Back in 2016, I ended up in Beaumont Hospital because I was having some unusual symptoms (which would eventually lead to my MS diagnosis). My body kept moving in ways I didn’t want it to. I’d be walking along then BAM! my arm would swing up and my leg would turn in at the same time and I’d be left feeling paralysed and unable to move.
The neurologist told me it was tonic spasms, a type of movement disorder. I was in Beaumont for one week and had all the tests done. My siblings and partner came rushing up to the city, they all thought I’d be a mess because I am the sensitive one in my family. Instead, they found me being my usual self.
The thing is, I would have been an emotional mess if something happened one of them but because it was me getting a diagnosis, I knew I could handle it.
At the time, my best friend Niamh and her boyfriend Sean had just moved to Toronto. We FaceTimed a lot and, even though she wasn’t physically here with me, she always asked how I was and wanted to learn more about MS. When they arrived back home after two years, I learned just how supportive they were. I remember going to meet them and having a massive panic attack and they were both so supportive and reassured me until I felt calm again.
I really think my wife is my biggest fan. She always reminds me that I am not MS and that I can still do whatever I put my mind to. I have had a super busy year. I got married in November and the last year has been the toughest year I have ever faced. In September, my Mam had a fall and sustained an acquired brain injury. She was in a coma for six weeks and underwent major brain surgery. On a happier note, she survived and is recovering well. My partner and siblings were so supportive. They knew the toll all the emotional stress of my Mam being so ill was taking me and my MS. I wasn’t eating, I was staying in the hospital with her for up to 10 hours a day and not sleeping. My younger sister Shauna put myself and my partner up in her house because she lives close to Dublin. She made sure I was eating and I’m so glad I had my siblings there for me because I really wasn’t looking after myself.

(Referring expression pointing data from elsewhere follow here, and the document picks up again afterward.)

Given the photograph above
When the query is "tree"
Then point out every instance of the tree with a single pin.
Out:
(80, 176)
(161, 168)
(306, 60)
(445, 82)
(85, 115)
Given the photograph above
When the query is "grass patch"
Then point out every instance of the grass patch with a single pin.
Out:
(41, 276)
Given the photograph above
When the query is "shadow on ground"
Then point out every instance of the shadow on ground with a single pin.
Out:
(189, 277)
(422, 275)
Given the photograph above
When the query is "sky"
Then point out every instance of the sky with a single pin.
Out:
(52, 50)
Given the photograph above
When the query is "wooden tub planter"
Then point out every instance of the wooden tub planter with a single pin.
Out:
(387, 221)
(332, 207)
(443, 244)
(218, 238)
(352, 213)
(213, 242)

My older sister Sarah organised my Hen Party. She arranged us to go to the Harry Potter pop-up bar in Dublin. I’ve been a Potter fan since I was 8 so really lapped it up. We didn’t go too mad and all the girls looked after me. Sarah understands what it means to have an invisible illness, because her daughter has cystic fibrosis. If I’m having a bad fatigue day or brain fog, she knows what it’s like for me because her daughter has a lot of invisible symptoms too.

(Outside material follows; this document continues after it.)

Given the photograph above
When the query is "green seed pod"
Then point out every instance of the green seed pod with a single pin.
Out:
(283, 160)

I have been diagnosed with MS more than three years and still, I feel so much support from my friends. My old pals from school are so supportive and understand if I cancel (which I do a lot). I’ve gained new friends from the MS & Me blog and I’ve probably lost some friends since being diagnosed. But my truest friends have stuck by me, giving me support and understanding. My friends Niamh and Katie have been there for me through it all. My MS was really acting up the week of the wedding. I’ve never used the toilet more in my life and had trouble with my feet but the morning of the wedding, I had my two sisters and best friend to look after me and help me through it. My wedding day was amazing and, although tough because my Mam and Dad couldn’t be there, my siblings and friends made it so much easier. I didn’t shed a tear, I even laughed all through the ceremony.
As I married Siobhan, my bestest friend that day, I realised how lucky was I to have such an amazing ‘friendmily’. These people look at me and see Christina, a person with MS, a strong person who is capable of anything. They don’t judge me, they encourage me. They don’t mock me, they support me and if I don’t say it often enough, I love each and every one of them for loving me through it all.